Sunday, October 28, 2012

May the King Rest in Peace, Phnom Penh

The scene outside of the Royal Palace
When King Norodom Sihanouk passed away on October fifteenth from a heart attack, after months of ailing health, the whole of Cambodia was swept up in a wave of mourning for a leader whose lifetime witnessed some the country’s most turbulent and painful transitions of the past century. As king, Sihanouk led his country from French rule to independence in 1953, abdicated to become prime minister and foreign minister, was imprisoned inside his own walls during the brutal massacres of the 1970s Khmer Rouge regime, campaigned from abroad the Vietnamese invasion that followed its toppling, witnessed a subsequent guerilla civil war, and then partook in the key negotiations that shakily developed into the constitutional monarchy of today when he was again crowned king in 1993. Many Cambodians see Sihanouk as a father figure, a key anchor serving his country during decades of conflict.
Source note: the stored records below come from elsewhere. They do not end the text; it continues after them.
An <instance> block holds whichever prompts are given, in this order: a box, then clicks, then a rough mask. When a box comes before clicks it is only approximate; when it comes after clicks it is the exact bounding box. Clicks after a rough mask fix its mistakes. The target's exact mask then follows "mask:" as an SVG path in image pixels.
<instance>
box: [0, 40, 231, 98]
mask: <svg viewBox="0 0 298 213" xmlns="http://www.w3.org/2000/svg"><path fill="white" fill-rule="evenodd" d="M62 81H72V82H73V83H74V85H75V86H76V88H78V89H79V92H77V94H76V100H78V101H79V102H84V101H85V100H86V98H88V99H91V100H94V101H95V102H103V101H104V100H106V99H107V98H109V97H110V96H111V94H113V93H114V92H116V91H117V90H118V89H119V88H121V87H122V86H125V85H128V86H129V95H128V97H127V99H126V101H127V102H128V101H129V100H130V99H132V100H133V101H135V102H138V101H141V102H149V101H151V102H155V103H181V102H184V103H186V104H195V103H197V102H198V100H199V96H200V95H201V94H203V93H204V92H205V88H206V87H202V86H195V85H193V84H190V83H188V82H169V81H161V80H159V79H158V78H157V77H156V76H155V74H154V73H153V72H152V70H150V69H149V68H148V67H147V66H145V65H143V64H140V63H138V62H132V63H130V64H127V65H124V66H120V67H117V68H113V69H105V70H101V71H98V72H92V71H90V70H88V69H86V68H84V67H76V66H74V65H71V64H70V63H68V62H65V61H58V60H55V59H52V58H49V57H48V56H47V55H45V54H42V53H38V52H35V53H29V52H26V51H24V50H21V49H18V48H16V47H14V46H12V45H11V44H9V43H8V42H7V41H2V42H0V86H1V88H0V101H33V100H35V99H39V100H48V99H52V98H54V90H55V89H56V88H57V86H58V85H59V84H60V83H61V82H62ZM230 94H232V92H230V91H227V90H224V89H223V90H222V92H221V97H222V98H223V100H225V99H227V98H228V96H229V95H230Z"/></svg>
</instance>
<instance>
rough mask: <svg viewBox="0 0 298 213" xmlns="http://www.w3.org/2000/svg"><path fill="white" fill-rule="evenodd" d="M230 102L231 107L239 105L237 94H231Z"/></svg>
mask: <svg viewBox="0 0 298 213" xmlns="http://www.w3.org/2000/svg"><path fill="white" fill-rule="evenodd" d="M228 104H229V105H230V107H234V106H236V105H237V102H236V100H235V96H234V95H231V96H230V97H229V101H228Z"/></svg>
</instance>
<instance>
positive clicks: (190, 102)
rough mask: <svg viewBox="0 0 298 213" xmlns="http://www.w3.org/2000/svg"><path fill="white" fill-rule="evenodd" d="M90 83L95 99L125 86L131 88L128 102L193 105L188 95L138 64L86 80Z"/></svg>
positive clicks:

A week of mourning was called as tens of thousands of mourners from all walks of life flocked to the Cambodian capital, from the remotest corners of the country, to offer their condolences; they now await outside the Royal Palace for the moment where they will be allowed to pay their respects to the former King’s body before his cremation.
The crowds are now entering their second week of mourning
Smoke billows overhead from mounds of burning incense, as mourners who have now been waiting for weeks on end are camped atop plastic tarps on the concrete floor outside of the Palace, with bare facilities supporting such large crowds. Yet, neither the scorching midday sun nor unbearably harsh conditions can dissuade the dedicated grievers who eat, sleep, and sit patiently waiting for the day that the Palace will be opened. Over two hundred and thirty people have already been hospitalized due to fainting, most likely from exhaustion, but still the massive crowd lingers on. Kept in suspense, it remains unclear when the general populace will be allowed to enter the palace and pay their final respects to the King.
A group of teenagers lighting candles
in front of images of King Sihanouk

An elderly nun sat waiting to view the King's body
When we stumbled upon this powerful scene our first evening in Phnom Penh, I was informed that as a tourist I would be eligible to enter the palace earlier; in surprise, I asked how this could be. Surely the loyal mourners who, despite all impediments, travelled for days on end and have been camping outside the palace for weeks, for their own king, should be allowed to view his body first? “No,” came my reply, “You foreigners have come from much further away and should be given priority.” Stupefied, I viewed the crowd around me, groups of weakened old women with shaved heads barely able to walk, orange robed monks in patient meditation, devout men burning incense whilst they prayed, and wondered how I could possibly have been given any priority over these people who were infinitely closer to their king than I ever will be.


(Getting to Phnom Penh: We decided to take the option of crossing the Cambodian border up the Mekong by boat from Chau Doc, an effortless and pleasant journey lasting several hours, where you can be granted a visa upon arrival and gaze upon grazing buffalo and drifting river boats).